Anyway, here's what Edmund Conway of the Telegraph has to say:
His policies even have the potential to consign the US to a similar fate as Argentina, which suffered a painful and humiliating slide from first to Third World status last century, the paper says.
There are "troubling similarities" between the US President's actions since taking office and those which in the 1930s sent the US and much of the world spiralling into the worst economic collapse in recorded history, says the new pamphlet, published by the Institute of Economic Affairs.
In particular, the authors, economists Charles Rowley of George Mason University and Nathanael Smith of the Locke Institute, claim that the White House's plans to pour hundreds of billions of dollars of cash into the economy will undermine it in the long run. They say that by employing deficit spending and increased state intervention President Obama will ultimately hamper the long-term growth potential of the US economy and may risk delaying full economic recovery by several years.

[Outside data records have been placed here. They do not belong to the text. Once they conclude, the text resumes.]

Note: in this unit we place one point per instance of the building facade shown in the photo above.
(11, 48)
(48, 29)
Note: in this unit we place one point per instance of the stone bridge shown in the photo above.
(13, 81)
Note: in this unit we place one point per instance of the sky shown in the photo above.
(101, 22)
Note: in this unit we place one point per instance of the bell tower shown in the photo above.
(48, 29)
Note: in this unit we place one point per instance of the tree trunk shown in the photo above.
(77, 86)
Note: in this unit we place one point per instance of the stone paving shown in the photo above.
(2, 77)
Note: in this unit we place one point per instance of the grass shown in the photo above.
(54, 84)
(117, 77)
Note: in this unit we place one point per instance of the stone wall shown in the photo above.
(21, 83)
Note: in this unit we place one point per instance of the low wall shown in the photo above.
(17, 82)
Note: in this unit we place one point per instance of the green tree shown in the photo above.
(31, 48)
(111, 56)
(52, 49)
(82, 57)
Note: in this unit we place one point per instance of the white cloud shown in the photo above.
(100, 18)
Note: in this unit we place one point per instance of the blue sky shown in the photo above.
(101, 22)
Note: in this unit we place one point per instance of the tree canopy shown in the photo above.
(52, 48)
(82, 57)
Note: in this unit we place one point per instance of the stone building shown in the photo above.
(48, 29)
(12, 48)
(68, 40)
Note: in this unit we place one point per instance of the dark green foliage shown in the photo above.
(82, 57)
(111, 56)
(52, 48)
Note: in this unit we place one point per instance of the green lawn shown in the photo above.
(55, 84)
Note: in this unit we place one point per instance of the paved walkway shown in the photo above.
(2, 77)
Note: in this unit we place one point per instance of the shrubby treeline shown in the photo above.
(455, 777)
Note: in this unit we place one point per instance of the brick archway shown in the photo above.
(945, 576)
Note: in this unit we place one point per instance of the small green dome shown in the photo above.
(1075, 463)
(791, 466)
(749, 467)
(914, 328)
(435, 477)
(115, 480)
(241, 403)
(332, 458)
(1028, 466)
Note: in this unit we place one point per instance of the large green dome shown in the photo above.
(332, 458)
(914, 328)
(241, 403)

Excellent. The title of the Telegraph piece may slightly overplay the 'Depression' analogy -- while we do identify some similarities with policies from the Depression era, monetary policy is (no thanks to Obama) just the opposite, and we haven't seen anything like the crazy tax hikes of Hoover and FDR yet though there are some ominous signs -- but this last paragraph nicely captures a central argument of the book. Conway continues:
The study represents a challenge to the widely held view that Keynesian fiscal policies helped the US recover from the Depression which started in the early 1930s. The authors say: "[Franklin D Roosevelt's] interventionist policies and draconian tax increases delayed full economic recovery by several years by exacerbating a climate of pessimistic expectations that drove down private capital formation and household consumption to unprecedented lows."
Heh. If Rowley and I get credit for debunking the myth that FDR's Keynesian New Deal got us out of the Great Depression, that would be as unfair as Columbus getting credit for debunking the myth that the world is flat. To our cost, this myth remains potent at the popular level, but among economists I don't think even Paul Krugman would defend it. Rather, Keynesians claim that WWII got us out of the Great Depression. This is also debatable -- "GDP" grew, but should bombs and guns and tanks count as GDP, when they don't contribute to human happiness; or if they do count as GDP, don't we need some more appropriate way of measuring the economy's contribution to human well-being, which would likely put paid to the odd notion that WWII was an economic golden age? -- but it has no bearing on the episode Rowley and I deal with, namely the 1930s. It's rather odd that at this late date anyone can make headlines with what ought to be a truism, namely that the New Deal exacerbated, rather than "got us out of," the Great Depression, but if that's still news to a lot of people, then those headlines need to be made. Conway continues:
Although the authors support the Federal Reserve's moves to slash interest rates to just above zero and embark on quantitative easing, pumping cash directly into the system, they warn that greater intervention could set the US back further...
And then proceeds with quotes from Rowley and Buchanan, already quoted above in this post. I'm glad that the message is clear that we support quantitative easing. On that point we're basically Milton Friedman-type monetarists. Too bad our advocacy of immigration reform and Social Security reform doesn't seem to be making it into the reviews so far!